Book tours took a heavy toll on her. The closest analogy I can make to Iris’s book tours is a rock star on tour. Most mornings, Iris would wake up, head to the airport, fly to a new city, do the event, attend parties afterward, and then get to her hotel room late at night. At the events, people often told her their horror stories about what had happened to the Japanese’s Prisoners of War and the civilians who lived in areas occupied by the Japanese during World War II. She would often repeat that same routine many days in a row. Iris lived that life for most of 1998, the first half of 1999, six weeks in 2003, and five weeks in 2004. Most of the people who met with her during the last seven years of her life did so when she was living this chaotic lifestyle.
Many have speculated about what caused Iris’s breakdown. I don’t know myself. Several different factors could have contributed to it. She may have had a genetic predisposition towards mental illness. Like Iris, one of her relatives had had a successful career until her mid-thirties when it abruptly fell apart, and she never worked again. During the first minute I met her, I thought she was a very charming lady, but she soon shifted the conversation to the people who hated her and wanted to kill her.

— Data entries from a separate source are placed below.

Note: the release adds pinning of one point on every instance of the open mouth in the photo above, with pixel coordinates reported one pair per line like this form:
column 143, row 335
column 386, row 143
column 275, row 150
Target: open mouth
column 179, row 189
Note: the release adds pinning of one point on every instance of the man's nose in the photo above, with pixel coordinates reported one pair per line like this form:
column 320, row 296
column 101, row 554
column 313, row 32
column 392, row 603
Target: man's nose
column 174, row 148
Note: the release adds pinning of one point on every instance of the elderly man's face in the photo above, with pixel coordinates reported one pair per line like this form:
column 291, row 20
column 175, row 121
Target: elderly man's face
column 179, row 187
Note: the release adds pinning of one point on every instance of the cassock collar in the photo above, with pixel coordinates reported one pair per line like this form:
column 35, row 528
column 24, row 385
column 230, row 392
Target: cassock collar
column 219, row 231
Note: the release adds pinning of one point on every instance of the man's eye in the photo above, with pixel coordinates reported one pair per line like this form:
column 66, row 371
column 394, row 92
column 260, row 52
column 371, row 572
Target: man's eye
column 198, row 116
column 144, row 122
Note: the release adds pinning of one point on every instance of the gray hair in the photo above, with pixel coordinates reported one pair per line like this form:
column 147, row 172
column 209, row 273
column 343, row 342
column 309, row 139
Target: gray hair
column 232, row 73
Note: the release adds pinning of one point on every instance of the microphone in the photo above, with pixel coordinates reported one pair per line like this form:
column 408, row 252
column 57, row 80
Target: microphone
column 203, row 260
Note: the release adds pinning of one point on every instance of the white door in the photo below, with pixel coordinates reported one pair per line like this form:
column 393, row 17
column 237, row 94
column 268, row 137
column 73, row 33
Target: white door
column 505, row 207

She was tormented by the same thoughts that would plague Iris during the last three months of her life.
Iris finally stopped her one and a half years of promoting The Rape of Nanking in the summer of 1999. She intended to spend time at home resting and recuperating, and we tried to start a family. During the next months, Iris went through several miscarriages, causing wild hormonal swings that we later learned could hasten the onset of bipolar disorder. She was more volatile and excitable than at any other time prior to 2004. Someone meeting her then—who didn’t understand her exhaustion from the travel and the hormonal swings—might have concluded she was mentally ill.
Iris also had unusual work habits. She went directly from being a college student to being a self-employed writer, so she never fell into the nine-to-five routine of most Americans. Throughout her career, she pulled frequent all-nighters to meet mostly self-imposed deadlines. Iris used a Franklin Planner to help squeeze in as much productivity as she possibly could each day. When she would receive a request to write a blurb for a soon to be published book, she always read the book cover to cover, then produced a carefully written endorsement for the book. As a result, she would work late into the night to avoid falling behind on her own projects. These work habits undoubtedly put her under more physical and mental stress as she entered her thirties and may have contributed to her breakdown.